L’élément central du makunouchi bento pendant l’époque d’Edo était le riz blanc, complété par des plats d’accompagnement comme le tamagoyaki (omelette japonaise roulée), les kamaboko (gâteaux de poisson japonais de type surimi) et les nimono (plats d’accompagnement mijotés). Crédit photo : Académie « kome » Plenus

1872 (5e année de Meiji) vit les débuts du chemin de fer. Si le train était un moyen de transport pratique, il était néanmoins relativement lent, le trajet entre Ueno et Utsunomiya prenant environ trois heures et demie. C’est ainsi qu’apparurent les ekiben, des bento que les voyageurs pouvaient apporter à bord des wagons. Le tout premier ekiben fut vendu au Japon à la gare d’Utsunomiya en 1885 (18e année de Meiji). Il se composait de deux boulettes de riz et de deux tranches de takuan (radis daikon mariné) enveloppées dans une gaine de bambou. L’extension progressive du système ferroviaire japonais à l’ensemble du pays s’accompagna du développement de la vente des ekiben. Au début, les ekiben se composaient principalement de boulettes de riz, de sandwichs et d’autres repas faciles à manger. À partir du milieu de l’ère Meiji (1868-1912), cependant, les ekiben commencèrent à être proposés dans le style des makunouchi bento, emballés dans des boîtes en bois mince. Les aliments contenus dans ces bento étant généralement les mêmes dans tout le pays, l’accent fut mis sur le kakegami, ou papier d’emballage, placé sur la boîte pour donner au bento une touche régionale. Ainsi, la plupart des kakegami produits à cette époque étaient ornés de magnifiques motifs destinés à évoquer la culture de leur région. L’attention et le soin apportés à la conception de ces kakegami, qui sont retirés et jetés lorsque le bento est mangé, sont l’expression d’un sens esthétique typiquement japonais. Les ekiben à base d’ingrédients de spécialité locaux commencèrent à apparaître vers 1897. Ce fut le début de la culture japonaise unique de l’ekiben, qui consiste à déguster des spécialités locales tout en admirant le paysage à travers les fenêtres des trains pendant le trajet. Les ekiben comprennent le taimeshi (riz à la dorade) de la gare de Shizuoka, le shumaibento (bento de raviolis chinois) de la gare de Yokohama, l’ikameshi (calmar fourré au riz) de la gare de Hakodate... Aujourd’hui, il existe plus de 3 500 types d’ekiben proposés au Japon.

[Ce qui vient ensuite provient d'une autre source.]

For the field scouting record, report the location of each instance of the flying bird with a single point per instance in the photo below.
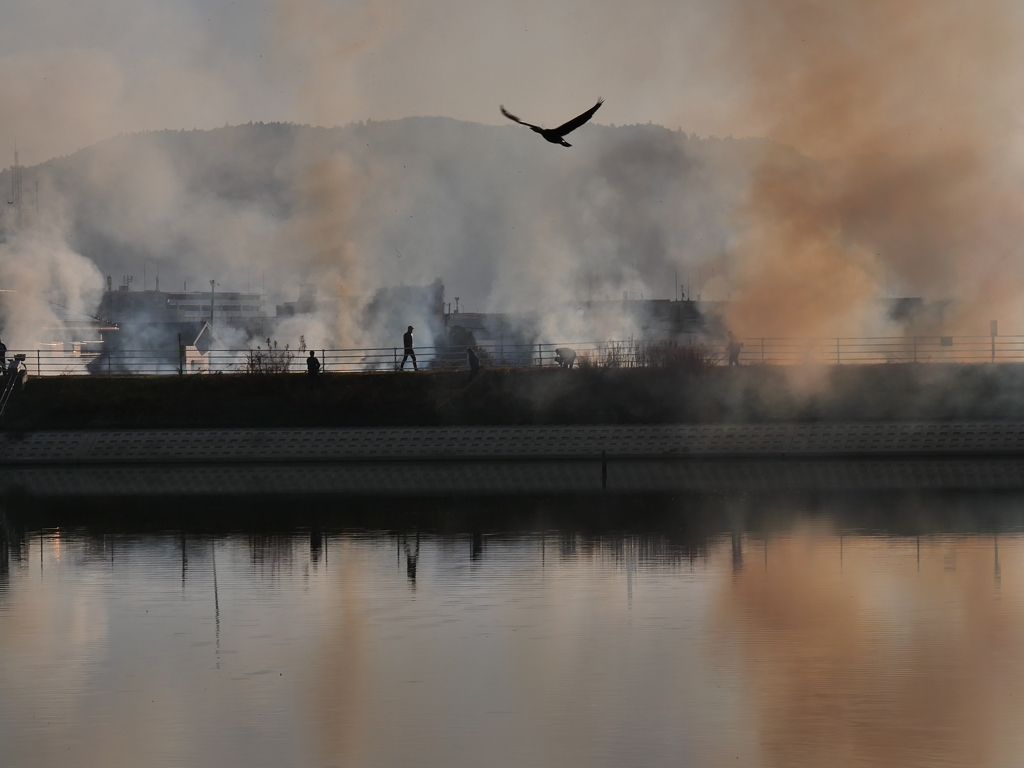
(556, 135)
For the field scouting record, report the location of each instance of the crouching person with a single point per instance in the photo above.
(564, 356)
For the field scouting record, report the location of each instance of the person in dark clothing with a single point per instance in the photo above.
(407, 341)
(733, 348)
(312, 369)
(564, 356)
(474, 363)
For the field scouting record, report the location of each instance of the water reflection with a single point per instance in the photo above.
(738, 630)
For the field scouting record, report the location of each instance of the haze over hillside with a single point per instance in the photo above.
(509, 222)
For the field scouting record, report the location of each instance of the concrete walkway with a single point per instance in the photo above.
(925, 439)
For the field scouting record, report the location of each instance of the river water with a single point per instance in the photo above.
(878, 629)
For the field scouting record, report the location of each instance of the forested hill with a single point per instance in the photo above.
(492, 209)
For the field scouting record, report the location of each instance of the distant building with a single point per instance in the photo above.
(228, 308)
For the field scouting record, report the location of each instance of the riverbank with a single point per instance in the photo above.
(521, 396)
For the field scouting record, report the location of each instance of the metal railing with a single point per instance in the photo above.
(628, 353)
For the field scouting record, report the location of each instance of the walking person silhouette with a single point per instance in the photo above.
(407, 341)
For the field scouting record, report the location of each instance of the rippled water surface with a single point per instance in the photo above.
(886, 631)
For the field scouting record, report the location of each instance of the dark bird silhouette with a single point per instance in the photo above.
(555, 135)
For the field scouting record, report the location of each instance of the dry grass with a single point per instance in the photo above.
(665, 354)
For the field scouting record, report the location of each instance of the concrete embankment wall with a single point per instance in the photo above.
(515, 460)
(928, 439)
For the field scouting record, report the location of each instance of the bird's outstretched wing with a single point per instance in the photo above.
(513, 118)
(578, 121)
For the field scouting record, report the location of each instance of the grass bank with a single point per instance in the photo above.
(755, 393)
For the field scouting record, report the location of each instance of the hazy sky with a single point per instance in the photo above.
(73, 73)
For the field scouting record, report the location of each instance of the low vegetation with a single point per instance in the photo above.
(663, 392)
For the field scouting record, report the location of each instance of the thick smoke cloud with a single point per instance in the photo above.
(912, 108)
(902, 177)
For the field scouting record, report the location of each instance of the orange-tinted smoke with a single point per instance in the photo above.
(908, 111)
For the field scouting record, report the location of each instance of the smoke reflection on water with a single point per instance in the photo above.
(808, 634)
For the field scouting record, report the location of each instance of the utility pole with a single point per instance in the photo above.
(15, 187)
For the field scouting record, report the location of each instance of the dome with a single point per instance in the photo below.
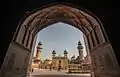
(79, 43)
(40, 43)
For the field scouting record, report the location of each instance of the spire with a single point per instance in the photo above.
(39, 50)
(79, 45)
(53, 52)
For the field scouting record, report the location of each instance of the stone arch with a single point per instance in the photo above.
(96, 38)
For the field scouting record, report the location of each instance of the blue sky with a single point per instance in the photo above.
(58, 37)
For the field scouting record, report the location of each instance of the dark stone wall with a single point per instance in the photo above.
(107, 12)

Les récipients en constituent un autre charme. Les boîtes à bento utilisées pour les ekiben ne sont pas seulement excellentes du point de vue fonctionnel - en matière de conservation de la chaleur, par exemple. Elles sont en effet également conçues dans un souci de design et d’esthétique, et sont de surcroît respectueuses de l’environnement, comme le « Toge no Kamameshi » de la gare de Yokokawa, dans la préfecture de Gunma, proposé dans un pot en terre ; le « Masunosushi » de la gare de Toyama, proposé dans un seau en bois enveloppé de feuilles de bambou ; le « San’in Tottori Kanimeshi » de la gare de Tottori, proposé dans un récipient en plastique écologique et biodégradable ; et le « Kuroge Wagyu Motaro Bento » de la gare de Matsusaka, dans la préfecture de Mie, qui joue une mélodie de boîte à musique lorsqu’on ouvre son couvercle. Aujourd’hui, les ekiben suscitent une attention considérable, même à l’étranger, en tant qu’expression exquise et typique de la culture alimentaire japonaise.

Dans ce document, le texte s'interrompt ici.